As the Republican field battles for the party’s nomination, President Obama’s re-election campaign is out in full force. Last weekend’s Pride festivities in Iowa City were flooded with enthused Obama volunteers, eager to get as many people “in” as possible.
The pundits and prognosticators, their sights set on November 2012, have decided that the decisive question (after the state of the economy) is whether Obama will be able to rally his liberal base. The Republicans, at least, have more of a choice in the matter.
Meanwhile, politics continues. Not the partisan sniping and congressional sex scandals blasting the airwaves but the earnest attempt to alter policies and shape America’s future. The brief fervor surrounding the four-year presidential election runs the risk of eclipsing current policy struggles and providing an avenue for reflexive rejection of the ruling party — regardless of how little substantive change might occur.
And with campaigns stretching longer every cycle, Americans can’t afford to put policy on the back burner or subsume political complaints to party loyalty. Not only are elections ideally a minor part of a functioning democracy, but they also ought not to serve as an appeasement on contentious issues.
Iowa may be facing a flood of Republican candidates (and Obama is expected to campaign heavily, because it is a swing state), but it also struggles with a budget stalemate. Iowa’s senators are involved in talks about agriculture subsidies, which directly affect thousands of Iowan farmers.
These issues won’t be highlighted by the upcoming campaign. And the issues that are — such as the deficit and America’s foreign wars — may not be enacted after the election, with savvy grass-roots organizers pacified following the selection of their preferred candidate.
It’s one of the pitfalls of the American two-party system. University of Iowa political-science Associate Professor Cary Covington says the candidates still focus on governing, but the public’s basis for evaluating the incumbent changes. Instead of evaluating the president in absolute terms, the public starts evaluating him in comparative terms. This perception has tangible effects.
Covington says that public-opinion polls consistently show a decrease in approval ratings in a president’s first three years and an increase in approval ratings in the last three years (provided he wins re-election). This means, for example, that instead of holding Obama’s feet to the fire over the war in Libya, voters may be considering whether he is handling the war better or worse than any of the Republican candidates could. The public stops looking for the best policies and starts looking at the better ones.
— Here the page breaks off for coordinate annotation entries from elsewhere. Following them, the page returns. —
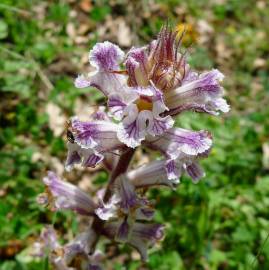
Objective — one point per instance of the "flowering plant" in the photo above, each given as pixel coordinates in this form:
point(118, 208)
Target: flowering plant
point(145, 90)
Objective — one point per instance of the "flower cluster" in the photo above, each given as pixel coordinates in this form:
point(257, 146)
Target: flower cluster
point(145, 89)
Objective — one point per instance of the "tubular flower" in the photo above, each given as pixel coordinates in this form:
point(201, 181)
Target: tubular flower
point(62, 195)
point(144, 90)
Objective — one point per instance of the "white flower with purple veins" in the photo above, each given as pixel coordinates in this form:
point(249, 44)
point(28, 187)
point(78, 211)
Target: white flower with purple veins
point(145, 89)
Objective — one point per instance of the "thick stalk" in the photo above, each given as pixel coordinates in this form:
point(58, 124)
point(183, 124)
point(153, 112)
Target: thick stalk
point(121, 167)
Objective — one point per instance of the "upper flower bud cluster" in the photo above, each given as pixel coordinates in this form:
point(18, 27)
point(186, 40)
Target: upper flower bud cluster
point(144, 89)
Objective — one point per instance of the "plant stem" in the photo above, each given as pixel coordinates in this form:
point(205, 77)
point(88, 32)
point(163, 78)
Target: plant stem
point(121, 168)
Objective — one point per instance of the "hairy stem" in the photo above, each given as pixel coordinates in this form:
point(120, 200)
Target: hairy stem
point(121, 167)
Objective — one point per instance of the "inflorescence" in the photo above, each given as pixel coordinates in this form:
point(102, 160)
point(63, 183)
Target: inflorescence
point(155, 84)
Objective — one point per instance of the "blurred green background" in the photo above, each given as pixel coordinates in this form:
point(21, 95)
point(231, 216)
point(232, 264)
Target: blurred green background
point(220, 223)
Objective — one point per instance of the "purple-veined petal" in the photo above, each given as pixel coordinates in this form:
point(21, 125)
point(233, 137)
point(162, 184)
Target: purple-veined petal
point(177, 141)
point(189, 142)
point(132, 129)
point(204, 91)
point(195, 171)
point(154, 173)
point(173, 169)
point(105, 57)
point(94, 134)
point(116, 106)
point(107, 210)
point(92, 159)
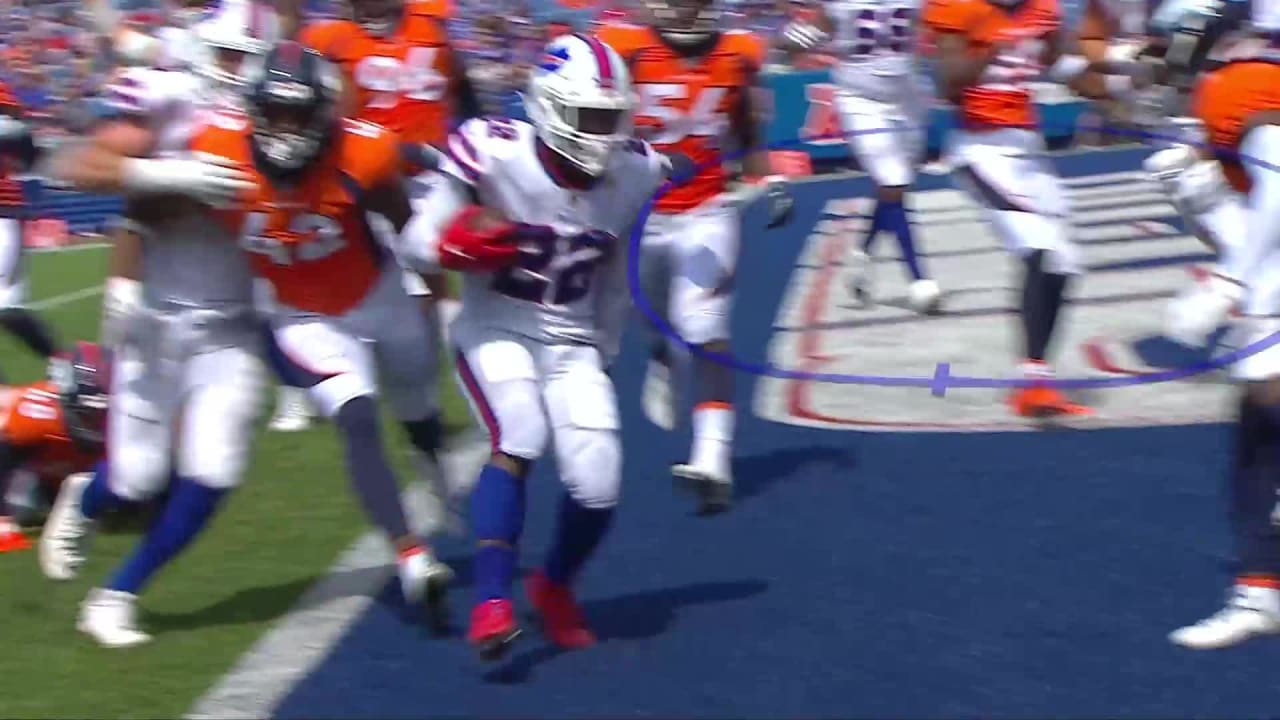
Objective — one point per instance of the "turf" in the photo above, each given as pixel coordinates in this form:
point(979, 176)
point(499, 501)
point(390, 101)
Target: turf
point(275, 537)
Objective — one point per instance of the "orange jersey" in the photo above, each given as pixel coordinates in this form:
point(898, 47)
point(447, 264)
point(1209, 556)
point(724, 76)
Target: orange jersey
point(1001, 96)
point(1225, 100)
point(686, 104)
point(311, 241)
point(401, 81)
point(31, 420)
point(10, 190)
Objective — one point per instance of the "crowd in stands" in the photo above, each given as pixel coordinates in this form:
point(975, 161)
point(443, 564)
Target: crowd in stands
point(56, 68)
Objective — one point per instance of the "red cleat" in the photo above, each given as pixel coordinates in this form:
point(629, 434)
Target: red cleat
point(493, 628)
point(13, 541)
point(562, 619)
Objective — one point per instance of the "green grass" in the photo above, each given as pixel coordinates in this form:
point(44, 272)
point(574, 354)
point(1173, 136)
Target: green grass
point(275, 536)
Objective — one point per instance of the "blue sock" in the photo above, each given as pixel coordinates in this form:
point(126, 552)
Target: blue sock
point(191, 506)
point(894, 218)
point(497, 515)
point(877, 226)
point(579, 533)
point(97, 497)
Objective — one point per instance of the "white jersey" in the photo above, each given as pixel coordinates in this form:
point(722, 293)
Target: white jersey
point(876, 44)
point(187, 260)
point(571, 288)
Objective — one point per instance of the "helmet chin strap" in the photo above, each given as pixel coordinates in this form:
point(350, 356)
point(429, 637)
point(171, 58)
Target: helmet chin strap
point(562, 169)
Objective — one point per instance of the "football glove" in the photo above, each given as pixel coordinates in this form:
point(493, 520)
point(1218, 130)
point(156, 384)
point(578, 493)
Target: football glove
point(475, 245)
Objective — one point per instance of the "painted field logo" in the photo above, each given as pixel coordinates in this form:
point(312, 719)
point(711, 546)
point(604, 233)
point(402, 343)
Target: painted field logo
point(1138, 258)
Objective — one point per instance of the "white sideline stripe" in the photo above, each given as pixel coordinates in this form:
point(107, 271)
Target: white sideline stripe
point(64, 299)
point(68, 247)
point(266, 673)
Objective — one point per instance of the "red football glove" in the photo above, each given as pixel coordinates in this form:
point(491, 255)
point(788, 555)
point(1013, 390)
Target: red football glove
point(474, 244)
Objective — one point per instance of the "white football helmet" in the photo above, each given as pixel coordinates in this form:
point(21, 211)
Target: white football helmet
point(581, 101)
point(232, 40)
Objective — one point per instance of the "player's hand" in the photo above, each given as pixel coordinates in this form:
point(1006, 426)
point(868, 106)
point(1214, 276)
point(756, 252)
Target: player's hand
point(209, 178)
point(803, 36)
point(778, 200)
point(215, 180)
point(680, 168)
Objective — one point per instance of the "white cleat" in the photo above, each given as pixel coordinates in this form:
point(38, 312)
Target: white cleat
point(714, 491)
point(292, 411)
point(1192, 317)
point(439, 504)
point(110, 619)
point(924, 296)
point(67, 531)
point(860, 277)
point(425, 580)
point(1249, 611)
point(658, 396)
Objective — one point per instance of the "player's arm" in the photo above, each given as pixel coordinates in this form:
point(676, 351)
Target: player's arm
point(115, 160)
point(748, 123)
point(292, 16)
point(799, 36)
point(959, 65)
point(465, 98)
point(128, 46)
point(17, 136)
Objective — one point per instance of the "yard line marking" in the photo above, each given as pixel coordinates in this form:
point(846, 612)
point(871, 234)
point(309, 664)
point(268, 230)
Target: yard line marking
point(65, 299)
point(266, 673)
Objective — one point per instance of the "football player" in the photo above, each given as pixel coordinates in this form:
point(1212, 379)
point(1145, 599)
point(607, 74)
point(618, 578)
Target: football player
point(17, 154)
point(344, 328)
point(534, 217)
point(187, 368)
point(1238, 99)
point(53, 428)
point(403, 73)
point(987, 50)
point(1118, 60)
point(696, 87)
point(883, 109)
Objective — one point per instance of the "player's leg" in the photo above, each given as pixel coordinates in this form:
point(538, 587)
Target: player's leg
point(337, 369)
point(293, 410)
point(1214, 213)
point(408, 358)
point(10, 475)
point(14, 317)
point(1253, 604)
point(138, 440)
point(700, 300)
point(661, 396)
point(1024, 203)
point(498, 377)
point(122, 294)
point(583, 409)
point(885, 141)
point(223, 396)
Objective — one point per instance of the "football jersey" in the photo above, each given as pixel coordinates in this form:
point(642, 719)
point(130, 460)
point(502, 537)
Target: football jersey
point(168, 103)
point(876, 44)
point(311, 242)
point(1001, 96)
point(187, 260)
point(554, 294)
point(401, 81)
point(32, 422)
point(10, 190)
point(686, 104)
point(1225, 100)
point(1115, 19)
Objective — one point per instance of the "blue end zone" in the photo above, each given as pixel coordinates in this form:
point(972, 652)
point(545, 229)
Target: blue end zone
point(908, 575)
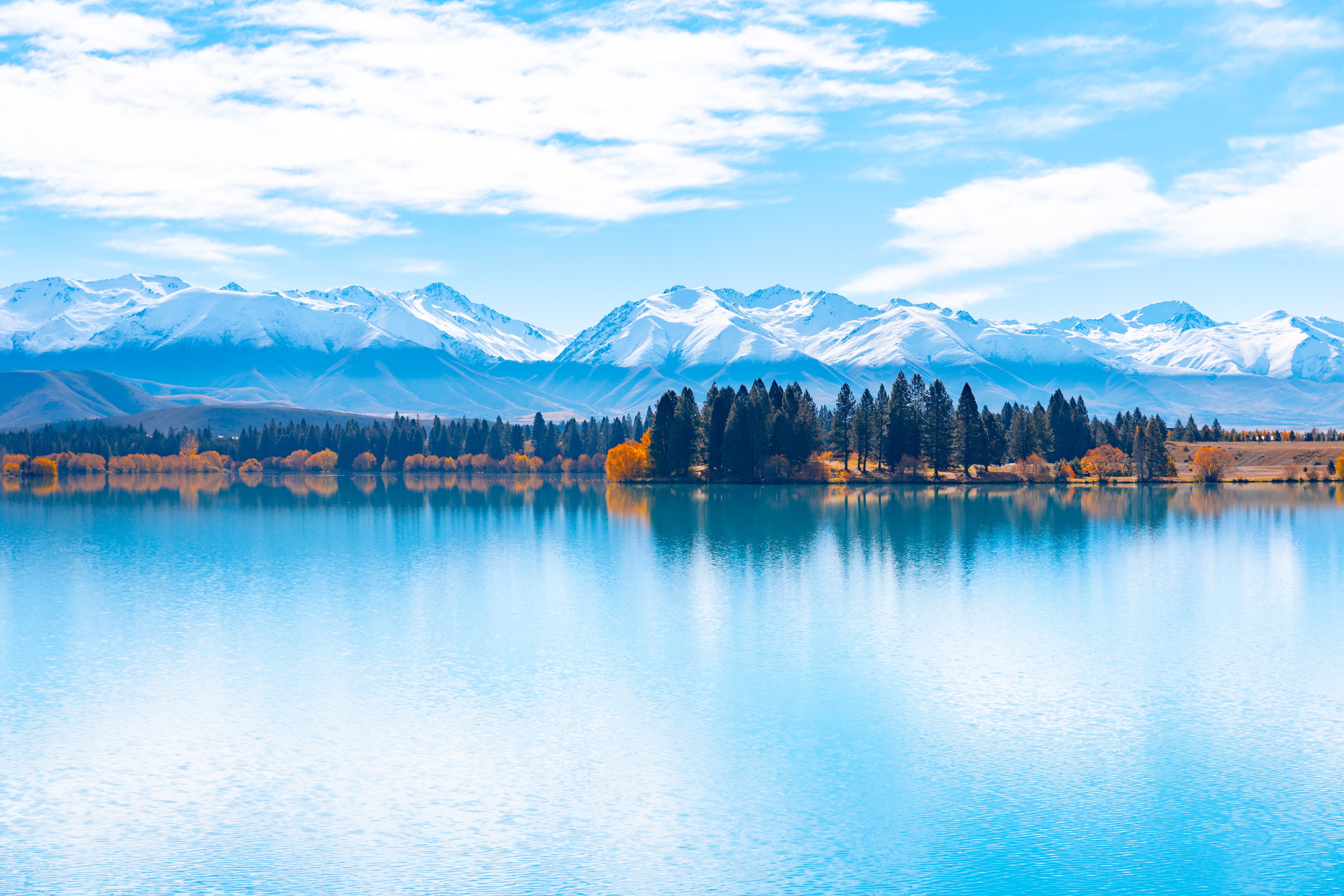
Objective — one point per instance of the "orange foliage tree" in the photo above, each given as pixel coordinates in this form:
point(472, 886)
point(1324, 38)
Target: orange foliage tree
point(1211, 464)
point(629, 461)
point(44, 468)
point(324, 461)
point(1104, 463)
point(1035, 469)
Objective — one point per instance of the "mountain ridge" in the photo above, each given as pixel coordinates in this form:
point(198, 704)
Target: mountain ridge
point(433, 350)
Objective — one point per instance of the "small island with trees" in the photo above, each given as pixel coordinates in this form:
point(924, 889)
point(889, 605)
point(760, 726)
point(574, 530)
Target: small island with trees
point(915, 432)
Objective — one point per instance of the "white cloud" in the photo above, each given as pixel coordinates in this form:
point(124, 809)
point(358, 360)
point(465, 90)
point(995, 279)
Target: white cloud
point(898, 11)
point(1283, 34)
point(201, 249)
point(1288, 191)
point(1005, 221)
point(418, 266)
point(71, 27)
point(353, 115)
point(1078, 44)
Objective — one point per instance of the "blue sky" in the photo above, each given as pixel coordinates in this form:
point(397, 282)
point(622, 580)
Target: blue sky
point(554, 160)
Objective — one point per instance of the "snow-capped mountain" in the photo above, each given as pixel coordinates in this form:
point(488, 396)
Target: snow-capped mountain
point(433, 350)
point(439, 316)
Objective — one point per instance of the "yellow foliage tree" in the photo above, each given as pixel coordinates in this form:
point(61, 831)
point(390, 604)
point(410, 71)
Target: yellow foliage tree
point(42, 468)
point(1035, 469)
point(324, 461)
point(629, 461)
point(1104, 463)
point(296, 460)
point(1210, 464)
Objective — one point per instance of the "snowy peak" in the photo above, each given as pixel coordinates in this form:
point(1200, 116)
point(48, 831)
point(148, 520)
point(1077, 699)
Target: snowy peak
point(1174, 313)
point(683, 328)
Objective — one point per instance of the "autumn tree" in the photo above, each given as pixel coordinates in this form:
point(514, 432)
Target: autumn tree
point(1211, 464)
point(1104, 463)
point(628, 461)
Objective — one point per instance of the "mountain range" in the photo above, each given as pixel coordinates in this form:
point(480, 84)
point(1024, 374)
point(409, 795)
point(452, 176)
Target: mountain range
point(74, 350)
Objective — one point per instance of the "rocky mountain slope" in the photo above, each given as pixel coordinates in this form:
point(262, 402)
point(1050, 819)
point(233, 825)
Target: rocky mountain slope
point(433, 350)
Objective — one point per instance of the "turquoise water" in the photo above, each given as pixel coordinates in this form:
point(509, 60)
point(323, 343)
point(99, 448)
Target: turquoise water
point(471, 686)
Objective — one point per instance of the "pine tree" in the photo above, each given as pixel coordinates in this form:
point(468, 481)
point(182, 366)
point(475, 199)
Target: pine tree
point(1136, 460)
point(738, 460)
point(902, 422)
point(863, 428)
point(761, 412)
point(996, 442)
point(969, 444)
point(683, 445)
point(660, 439)
point(718, 421)
point(879, 424)
point(937, 428)
point(842, 424)
point(807, 429)
point(1019, 436)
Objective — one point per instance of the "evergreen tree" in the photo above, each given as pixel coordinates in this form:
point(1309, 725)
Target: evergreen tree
point(718, 421)
point(1019, 436)
point(738, 459)
point(937, 428)
point(879, 424)
point(996, 441)
point(902, 422)
point(1042, 434)
point(969, 442)
point(807, 429)
point(842, 424)
point(660, 439)
point(761, 412)
point(572, 442)
point(498, 441)
point(1136, 460)
point(683, 445)
point(863, 429)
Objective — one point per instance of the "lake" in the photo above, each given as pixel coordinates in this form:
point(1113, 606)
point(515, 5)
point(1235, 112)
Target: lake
point(526, 686)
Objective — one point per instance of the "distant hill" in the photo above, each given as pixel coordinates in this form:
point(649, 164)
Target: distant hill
point(32, 398)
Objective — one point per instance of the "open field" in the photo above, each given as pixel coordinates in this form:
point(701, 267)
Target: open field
point(1265, 460)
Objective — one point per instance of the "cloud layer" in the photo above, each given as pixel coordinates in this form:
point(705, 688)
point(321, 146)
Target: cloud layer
point(335, 119)
point(1287, 193)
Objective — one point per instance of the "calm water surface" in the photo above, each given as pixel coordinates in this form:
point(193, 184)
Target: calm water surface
point(482, 686)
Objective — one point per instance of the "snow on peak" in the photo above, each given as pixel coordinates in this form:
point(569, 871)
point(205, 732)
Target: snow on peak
point(1183, 315)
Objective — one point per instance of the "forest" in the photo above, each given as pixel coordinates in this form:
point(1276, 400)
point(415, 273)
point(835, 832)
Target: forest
point(748, 433)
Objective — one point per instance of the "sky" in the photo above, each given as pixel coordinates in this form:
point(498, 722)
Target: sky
point(553, 160)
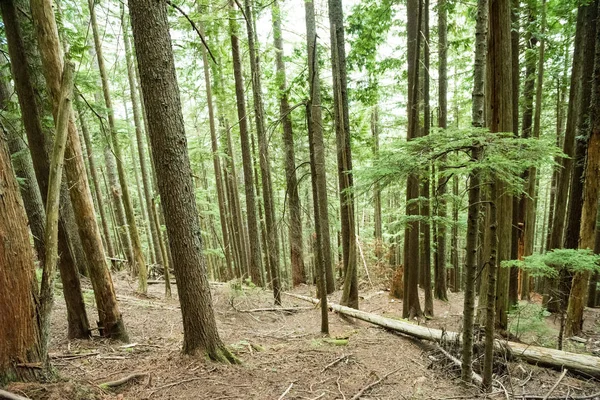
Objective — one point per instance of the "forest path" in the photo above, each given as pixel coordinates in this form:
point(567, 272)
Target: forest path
point(279, 352)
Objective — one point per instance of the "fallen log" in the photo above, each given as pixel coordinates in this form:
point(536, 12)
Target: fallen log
point(582, 363)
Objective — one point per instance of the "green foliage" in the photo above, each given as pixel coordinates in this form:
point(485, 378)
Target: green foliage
point(503, 156)
point(549, 264)
point(528, 320)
The American public can sit back and assume that the previous four or eight years’ troubles will be reversed by simply electing someone of the opposite party. Once every four years we have a referendum on the status quo, ignoring that challenges to the status quo typically exist in the form of policies, not candidates. Obama’s presidency didn’t end the war; it ended the visible antiwar movement, which in hindsight was an anti-Republican movement.
In other words, it’s a regular intrusion of realism — perhaps best dubbed “fatalism” — into the American political arena. Constrained by the two-party system, voters are bound to choose the lesser of two evils while losing any ability to push actual, substantive issues. Intra-party dissenters are discouraged from voicing their complaints, lest they damage their candidates’ chances; differences between parties are hopelessly exaggerated.
Even seasoned politicians know how campaign season can distort the issues. In a 2010 opinion piece for The Hill, former House Republican leader Robert H. Michel wrote, “Campaigns reduce issues to their simplest form. Governing unravels their complexities. Campaigns define issues; governing resolves them.” He was writing to encourage new House Republicans to communicate with Democrats, but the sentiment holds true: With its grandiose posturing and interruption of the usual deliberation, campaign season has both a reductive and a paralytic effect.
The problem with American voters isn’t that they’re uneducated about candidates or that they pay too little attention to politics; it’s that the political sphere overemphasizes elections. After the post-election high wears off, instead of holding candidates accountable on their promises and on the issues that matter, Americans resign themselves to voting differently in the future — or taking whatever is offered to them. And when the bloated campaign season lumbers into sight, substantive discussions and policy drives are shoved aside.
The coming years can be better, but only if Americans refuse to be lulled by hypnotic campaign promises — or be mollified by promises that one candidate is at least better than the other. A vibrant, politically engaged citizenry requires a firm commitment both to lofty ideals and to action on policy issues.
American politics doesn’t begin and end with elections. Neither should the attention and participation of American citizens.